Who is that? Wordsworth? Whitman? Some other W? Someone else. I think of those lines and I think of Dan & Jared. I know. Poetry. Me? But I like it. It’s my dirty secret. A jock who likes poetry. Go figure. Hey, I heard that John Wayne liked ballet. Do with that what you will.

I had this babysitter when I was about seven, Christine Killner. Not the prettiest girl in the world. If she were she wouldn’t have been available to babysit on Saturday nights. Right? Anyway she was an English Lit major at Utah State and she lived two floors down in our building and she would study while babysitting me but I, as you can imagine, craved attention so she turned her babysitting into a poetry seminar. Smart, right? I was seven and I loved her. I mean here was a real woman, wearing a tight sweater, paying attention to me. Something that didn’t happen often. And she was teaching me something that I would otherwise not know about. My Mom wasn’t exactly poetry material. Dirty limmericks maybe but anyway where was I? Oh yeah Christine ... she was always wearing these really tight sweaters. Even then I couldn’t resist. She’d read the poems aloud and I’d learn some of them along with her. This was before I started hanging out with Dan and later Jared. Once they came along well, my interest in poetry sort of got sidelined in favor of well, in favor of more traditional guy stuff. In favor of the game. In favor of playing with boys my own age. In favor of the Jazz. In favor of my possibilities.


Where was I? Oh yeah, Dan and Jared. Best guys in the world - but I’m always a third wheel.

Though they walked together through the forest mist, with hands clasped in brotherly love, their idyll was corrupted; a cone of morning light bore through the sylvan scene and though the light was crisp and bright; the idyll became unclean.

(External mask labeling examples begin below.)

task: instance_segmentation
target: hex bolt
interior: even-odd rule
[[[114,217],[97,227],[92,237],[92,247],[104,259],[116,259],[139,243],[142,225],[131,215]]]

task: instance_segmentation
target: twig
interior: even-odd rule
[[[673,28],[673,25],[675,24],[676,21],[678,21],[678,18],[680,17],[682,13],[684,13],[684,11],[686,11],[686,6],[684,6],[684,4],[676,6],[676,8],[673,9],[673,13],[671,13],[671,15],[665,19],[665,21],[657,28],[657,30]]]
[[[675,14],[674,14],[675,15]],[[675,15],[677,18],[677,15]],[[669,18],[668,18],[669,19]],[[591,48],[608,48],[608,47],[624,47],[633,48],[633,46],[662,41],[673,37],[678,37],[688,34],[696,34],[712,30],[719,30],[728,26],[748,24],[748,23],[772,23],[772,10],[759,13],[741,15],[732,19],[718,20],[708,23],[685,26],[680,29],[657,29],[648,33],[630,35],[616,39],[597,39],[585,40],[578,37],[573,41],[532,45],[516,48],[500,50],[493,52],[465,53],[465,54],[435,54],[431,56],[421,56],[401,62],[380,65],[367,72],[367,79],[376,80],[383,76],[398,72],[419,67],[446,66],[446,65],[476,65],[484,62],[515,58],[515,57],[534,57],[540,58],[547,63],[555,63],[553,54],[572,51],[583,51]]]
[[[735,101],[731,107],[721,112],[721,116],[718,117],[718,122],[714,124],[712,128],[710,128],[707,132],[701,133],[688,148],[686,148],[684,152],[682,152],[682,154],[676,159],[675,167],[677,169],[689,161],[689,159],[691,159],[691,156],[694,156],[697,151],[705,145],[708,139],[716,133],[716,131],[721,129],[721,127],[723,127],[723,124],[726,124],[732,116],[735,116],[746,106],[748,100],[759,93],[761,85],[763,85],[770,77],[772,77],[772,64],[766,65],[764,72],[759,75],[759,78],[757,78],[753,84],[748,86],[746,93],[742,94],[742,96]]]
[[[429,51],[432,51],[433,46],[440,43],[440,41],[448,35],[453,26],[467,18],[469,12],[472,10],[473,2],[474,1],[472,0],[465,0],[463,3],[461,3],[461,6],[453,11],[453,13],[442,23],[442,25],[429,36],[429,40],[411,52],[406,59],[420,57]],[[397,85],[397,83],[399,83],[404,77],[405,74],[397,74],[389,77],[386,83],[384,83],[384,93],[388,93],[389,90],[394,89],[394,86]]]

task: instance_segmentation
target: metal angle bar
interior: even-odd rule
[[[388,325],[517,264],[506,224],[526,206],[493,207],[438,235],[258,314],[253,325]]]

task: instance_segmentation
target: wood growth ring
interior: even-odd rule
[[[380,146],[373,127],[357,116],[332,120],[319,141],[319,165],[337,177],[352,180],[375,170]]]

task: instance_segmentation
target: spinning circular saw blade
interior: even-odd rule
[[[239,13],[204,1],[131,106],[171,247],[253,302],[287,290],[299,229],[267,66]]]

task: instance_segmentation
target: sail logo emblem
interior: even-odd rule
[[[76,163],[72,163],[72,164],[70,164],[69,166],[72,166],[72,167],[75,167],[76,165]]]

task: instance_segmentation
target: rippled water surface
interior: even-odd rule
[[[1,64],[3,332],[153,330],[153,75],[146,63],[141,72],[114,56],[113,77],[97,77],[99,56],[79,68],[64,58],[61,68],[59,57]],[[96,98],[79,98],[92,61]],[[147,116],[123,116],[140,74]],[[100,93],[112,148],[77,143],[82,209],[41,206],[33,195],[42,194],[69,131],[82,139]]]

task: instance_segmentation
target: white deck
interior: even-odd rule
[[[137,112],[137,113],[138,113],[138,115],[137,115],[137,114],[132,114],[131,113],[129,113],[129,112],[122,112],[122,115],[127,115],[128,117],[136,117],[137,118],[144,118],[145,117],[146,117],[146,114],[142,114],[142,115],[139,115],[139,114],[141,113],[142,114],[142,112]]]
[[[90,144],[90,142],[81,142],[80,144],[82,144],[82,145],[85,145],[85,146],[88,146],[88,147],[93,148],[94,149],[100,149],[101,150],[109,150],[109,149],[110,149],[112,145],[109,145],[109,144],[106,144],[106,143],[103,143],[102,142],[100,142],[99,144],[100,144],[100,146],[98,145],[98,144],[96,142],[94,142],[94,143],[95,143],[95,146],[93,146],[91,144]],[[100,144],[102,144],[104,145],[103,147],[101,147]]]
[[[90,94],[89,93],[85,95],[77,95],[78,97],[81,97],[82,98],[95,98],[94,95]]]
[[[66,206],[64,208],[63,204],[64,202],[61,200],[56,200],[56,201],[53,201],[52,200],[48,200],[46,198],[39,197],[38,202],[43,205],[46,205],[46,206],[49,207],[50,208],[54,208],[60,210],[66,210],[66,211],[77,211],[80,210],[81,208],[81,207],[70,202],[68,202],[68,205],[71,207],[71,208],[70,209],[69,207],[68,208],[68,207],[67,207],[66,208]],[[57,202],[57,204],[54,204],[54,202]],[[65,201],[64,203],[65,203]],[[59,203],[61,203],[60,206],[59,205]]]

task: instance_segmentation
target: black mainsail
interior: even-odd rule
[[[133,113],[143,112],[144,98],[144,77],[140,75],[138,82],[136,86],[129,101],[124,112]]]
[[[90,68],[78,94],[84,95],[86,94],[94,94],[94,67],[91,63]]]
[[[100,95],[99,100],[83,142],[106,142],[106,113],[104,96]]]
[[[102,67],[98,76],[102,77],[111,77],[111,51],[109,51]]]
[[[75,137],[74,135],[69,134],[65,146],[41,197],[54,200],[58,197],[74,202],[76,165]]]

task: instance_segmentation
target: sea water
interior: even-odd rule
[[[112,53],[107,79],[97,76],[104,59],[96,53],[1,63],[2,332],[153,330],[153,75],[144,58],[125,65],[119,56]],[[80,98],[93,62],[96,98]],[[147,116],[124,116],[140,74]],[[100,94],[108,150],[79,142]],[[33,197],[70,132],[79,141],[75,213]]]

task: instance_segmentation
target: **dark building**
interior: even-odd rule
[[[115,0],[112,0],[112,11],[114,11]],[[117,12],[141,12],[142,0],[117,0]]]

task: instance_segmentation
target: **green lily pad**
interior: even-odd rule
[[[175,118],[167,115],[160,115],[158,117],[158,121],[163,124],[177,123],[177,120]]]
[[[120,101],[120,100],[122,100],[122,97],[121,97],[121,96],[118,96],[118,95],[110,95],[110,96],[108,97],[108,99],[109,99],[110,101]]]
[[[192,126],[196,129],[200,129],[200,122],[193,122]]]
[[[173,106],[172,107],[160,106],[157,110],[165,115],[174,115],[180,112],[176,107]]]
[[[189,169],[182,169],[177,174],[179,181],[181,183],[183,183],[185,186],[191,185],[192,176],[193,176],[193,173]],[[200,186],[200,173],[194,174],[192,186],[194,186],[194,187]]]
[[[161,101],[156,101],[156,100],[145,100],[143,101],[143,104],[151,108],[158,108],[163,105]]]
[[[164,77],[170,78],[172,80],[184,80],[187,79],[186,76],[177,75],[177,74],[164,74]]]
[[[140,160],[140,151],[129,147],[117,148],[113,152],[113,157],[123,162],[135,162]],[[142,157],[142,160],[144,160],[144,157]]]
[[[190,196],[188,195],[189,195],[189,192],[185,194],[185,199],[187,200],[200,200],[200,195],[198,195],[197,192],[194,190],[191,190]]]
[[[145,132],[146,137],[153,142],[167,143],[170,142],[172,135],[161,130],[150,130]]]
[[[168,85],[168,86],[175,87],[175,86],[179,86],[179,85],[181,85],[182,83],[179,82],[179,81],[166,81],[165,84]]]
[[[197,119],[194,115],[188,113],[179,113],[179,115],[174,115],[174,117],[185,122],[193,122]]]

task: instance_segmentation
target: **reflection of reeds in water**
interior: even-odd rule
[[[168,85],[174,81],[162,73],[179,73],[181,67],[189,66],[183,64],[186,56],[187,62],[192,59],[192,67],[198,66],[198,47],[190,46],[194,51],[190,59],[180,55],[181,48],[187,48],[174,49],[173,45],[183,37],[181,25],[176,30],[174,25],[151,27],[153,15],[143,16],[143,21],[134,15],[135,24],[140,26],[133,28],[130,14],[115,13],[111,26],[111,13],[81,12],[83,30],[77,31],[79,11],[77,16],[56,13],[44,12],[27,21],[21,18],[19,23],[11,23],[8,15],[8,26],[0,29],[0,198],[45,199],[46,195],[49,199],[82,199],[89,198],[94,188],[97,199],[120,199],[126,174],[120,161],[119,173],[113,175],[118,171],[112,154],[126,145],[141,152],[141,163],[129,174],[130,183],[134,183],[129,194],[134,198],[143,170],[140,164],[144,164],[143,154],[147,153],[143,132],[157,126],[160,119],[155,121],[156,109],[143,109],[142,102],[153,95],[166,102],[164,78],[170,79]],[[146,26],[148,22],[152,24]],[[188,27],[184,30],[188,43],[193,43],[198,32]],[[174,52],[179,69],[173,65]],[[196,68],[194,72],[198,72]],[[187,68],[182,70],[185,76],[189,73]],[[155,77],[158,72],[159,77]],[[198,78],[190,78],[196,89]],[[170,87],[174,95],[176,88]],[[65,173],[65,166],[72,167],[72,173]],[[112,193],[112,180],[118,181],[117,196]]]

It’s not Whitman, it’s... I dunno... Anyway, when I first met Dan we got along OK, nothing special - and we got used to each other the way kids do when they’re always at the same place. But Dan kind of took charge of us, of our friendship and well. I let him. He was always thinking of things to do, pranks, games - you know the type of stuff and I go along with them. It’s fun. Anyway, we would watch the older guys play on the school court and occasionally, because I was a pretty good player, they’d let me play with them while they were practicing. But then once they started playing in earnest I was pushed to the sidelines. Dan wasn’t as good a player as me but he’d hang around and the same way - we’d sit together and cheer the guys on. And that was our friendship. Once Jared was old enough to be in Dan’s care we simply became a trio. I really didn’t give it much thought - it just was. I guess that’s it. That’s how it’s been. That’s how it’ll be. No changes there, for now. Except that, lately I’m not feeling a part of anything: these guys, a girlfriend, a job - not a lot to grab on to...not the way I used to.